Ausstattung… bietet etwas Neues. Denn der Spielplan ist doppellagig und besitzt mehrere "Türchen", die man im Spielverlauf öffnen kann, damit dann eine neue Situation gezeigt wird. Ganz oft wird diese Mechanik mit der Funktion eines Adventskalenders verglichen, womit der Effekt auch sehr gut erklärt wird. Aber das ist nicht der einzige Hingucker. Denn zusätzlich ist auch noch ein gebundenes Abenteuerbuch in der Box sowie eine Menge verschiedener Holzteile: Spielfiguren, dicke Holzscheiben und Klötzchen in verschiedenen Farben.
Diese Teile müssen zum Glück aber nicht geordnet werden, sondern werden ganz praktisch in einem Beutel aufbewahrt – der allerdings auch für die Spielmechanik wichtig ist. Zu Spielbeginn schüttet man einfach all den Inhalt des Beutels auf einen Haufen. Dann wird der Beutel mit ein paar Klötzchen bestückt und immer wenn man bestimmtes Material benötigt, nimmt man sich dieses von dem Haufen. Allerdings muss zu Beginn schnell auch noch der Spielplan vorbereitet werden. Dazu puzzelt man die einzelnen Teile zusammen und dreht noch das ein oder andere Türchen um. Welche das sind, erklärt das Abenteuerbuch und ist abhängig davon, wo wir uns in der Kampagne befinden.
Ablauf… ist recht einfach gehalten und erinnert ein wenig an die alten Abenteuerbücher oder die neueren Spiele-Comics. Wenn man einen Ort entdeckt oder eine Person trifft, dann liest man im Buch unter dem entsprechenden Eintrag einen kurzen Text und hat oftmals die Wahl zwischen zwei-drei Entscheidungsmöglichkeiten. Das Besondere an DIE ABENTEUER DES ROBIN HOOD ist dahingegen, wie wir zu den Orten oder Personen gelangen.
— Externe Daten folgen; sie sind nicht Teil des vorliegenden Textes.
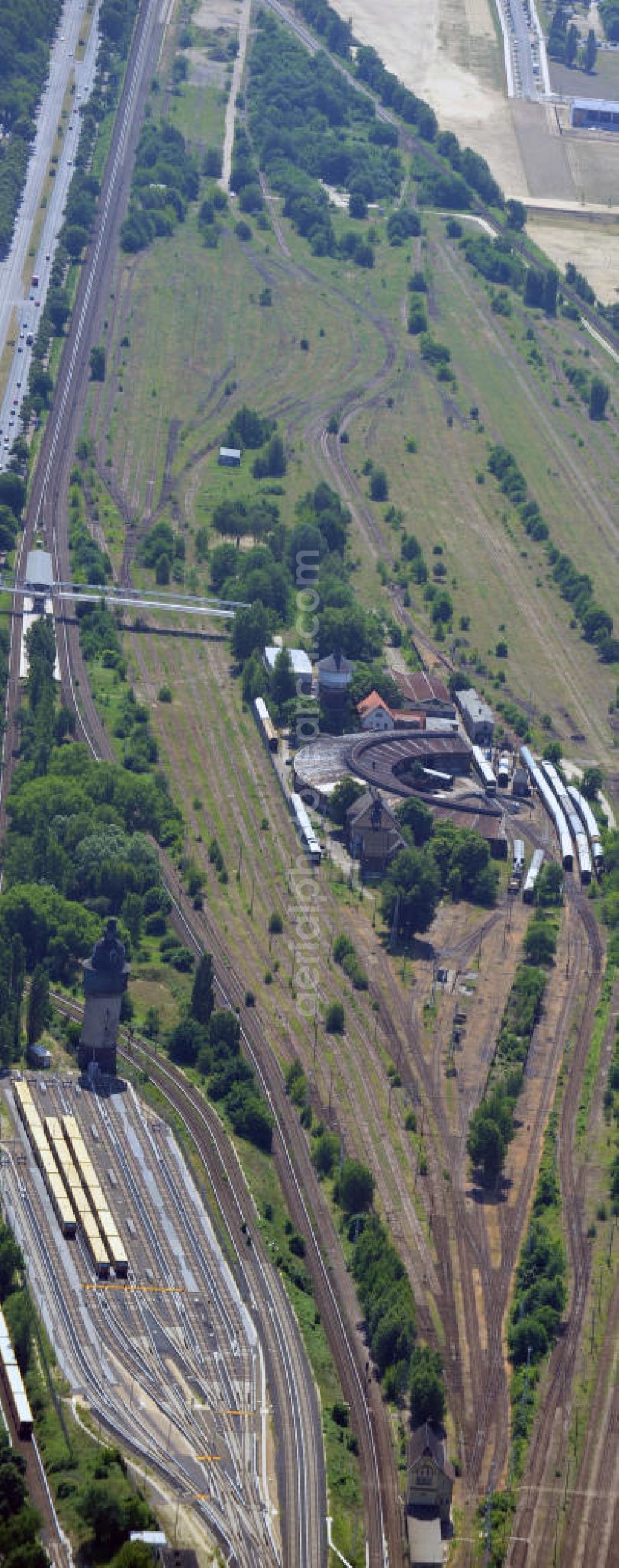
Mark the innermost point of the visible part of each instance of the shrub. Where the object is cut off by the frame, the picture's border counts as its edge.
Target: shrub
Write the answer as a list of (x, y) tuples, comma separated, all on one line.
[(336, 1018)]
Denn dafür wird mit Hilfe von Abstandsfiguren der Weg auf dem Spielplan nachgestellt. Das bedeutet, dass man sich sehr frei auf dem Spielplan bewegen kann.
Bewegt werden nicht nur die eigenen Figuren, sondern auch die bösen Schergen des Prinz John. Schließlich spielen wir ein kooperatives Spiel und der Gruppengegner will simuliert werden. Die Reihenfolge der einzelnen Personen wird dabei zufällig durch das Ziehen von Aktionsscheiben aus dem Beutel bestimmt. Der Beutel ist auch ein wichtiges Utensil bei den Kämpfen oder bei manchen Ereignissen. Denn dann zieht man aus diesem eine bestimmte Anzahl kleiner Holzklötzchen. Hat man dann die notwendige Zahl an weißen Klötzchen gezogen, war man erfolgreich. Dabei lohnt es sich natürlich immer, ein wenig den Überblick über den Beutel-Inhalt zu behalten.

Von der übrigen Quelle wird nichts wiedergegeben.